Ketika kamu sudah dewasa, sedang duduk di meja makan, di depan kamu terhampar aneka makanan rumah dengan segala bentuk dan aromanya. Lalu, tepat di ujung sana, di piring kecil, terdapat semangkuk keripik kentang balado yang jadi favorit sejak kecil. Saat kamu melahapnya, diikuti dengan bunyi kriuk renyah lembaran kentang, seketika itu juga kenangan indah dan lugunya masa kecil membanjiri kepalamu.
Berapa banyak dari kita mengalami hal serupa? Mungkin tak sama persis ceritanya. Mungkin kamu tidak sedang di meja makan. Mungkin kamu sedang sekolah di Jepang atau Amerika. Mungkin kamu adalah anak kos yang merantau ke ibukota untuk bekerja. Ketika kita berada dalam satu kondisi jauh dari zona nyaman, seringnya makanan menjadi cara terbaik untuk membawa kembali kenyamanan tersebut yang tanpa kamu sadari tersegel di dalam tiap racikan resep, dalam tiap lapis rempah dan aroma.
Ketika kita sakit atau jauh, umumnya keinginan untuk makan satu hidangan spesifik kerap muncul. Hal ini dikarenakan memori kita yang berhubungan dalam makanan tersebut. Otak kita yang begitu hebat, berhasil menangkap kenangan lengkap beserta dengan suasananya saat kita makan hidangan tertentu. Ketika otak kita sadar bahwa tubuh sedang dalam kondisi kurang baik, secara otomatis ia akan mencari cara untuk membuat tubuh kita tenang, salah satunya dengan mengeluarkan ingatan tentang makanan dengan tujuan membuat kita nyaman. Menurut Susan Whitborne, professor psikologi dari Universitas Massachusetts, memori tentang makanan adalah yang paling powerful dibanding memori lainnya, dikarenakan untuk makan manusia menggunakan seluruh indra mereka.
Nostalgia tidak bisa dilepaskan dari makanan. Hampir seluruh chef terbaik dunia – dari restoran berbintang di sudut Paris, hingga yang tersembunyi di sudut kecil di Bali, mendapatkan ide untuk menciptakan makanan diawali dengan mengenang memori rasa di momen-momen penting hidup mereka. Ada yang terinspirasi dari harumnya sup di dapur nenek hingga saat bertualang wisata kuliner ke negeri lain. Kenangan yang bertemu dengan inovasi akan menghasilkan hidangan kreatif yang juga inspiratif.
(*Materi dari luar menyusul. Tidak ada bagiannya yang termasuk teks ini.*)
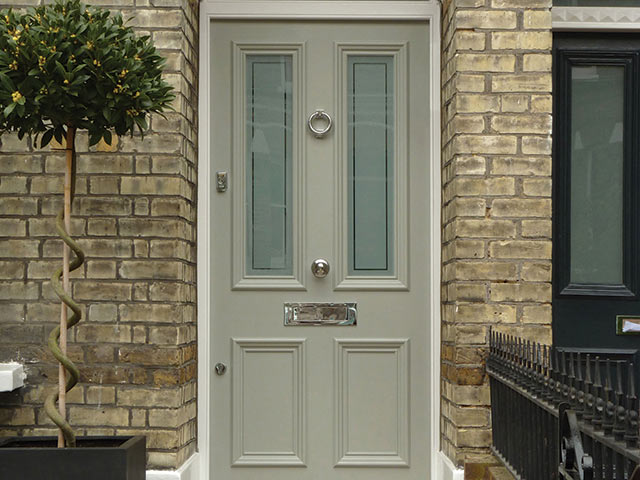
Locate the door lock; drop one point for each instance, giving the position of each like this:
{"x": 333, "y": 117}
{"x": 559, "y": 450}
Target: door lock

Makanan adalah mesin waktu yang sejati. Contoh, saat kita sedang menguleg sambal, kita sebenarnya sedang melakukan proses yang sama yang leluhur kita lakukan ribuan tahun lalu, dengan alat yang sama kuno yaitu ulekan. When we cook, we are channelling our ancestors. Saat kita menikmati sambal, itu juga sebenarnya kita sedang melahap sejarah. Cerita yang dikandung seonggok pala dan cabai merangkum seluruh saga dan drama kolosal abad kuno, era penjelajahan, kolonialisasi hingga meleburnya dengan budaya lokal dan sampainya ke piring orang Indonesia.
Di Indonesia sendiri, subyek sejarah kuliner atau food history memang masih belum popular, namun bukan berarti tidak ada yang punya minta untuk mendalaminya. Sosok seperti Fadly Rahman, yakni penulis buku Jejak Rasa Nusantara serta Prof. Murdijati Gardjito dari Universitas Gajah Mada adalah dua nama yang erat dengan topik sejarah makanan. Sudahlah banyak kacamata untuk melihat sejarah dunia dari sisi politik, ekonomi hingga agama, mengapa tidak dengan makanan? Jadi, makanan sesungguhnya punya value yang mulia, yaitu sebagai penghubung antara hari ini dan hari kemarin, masa lalu serta masa depan.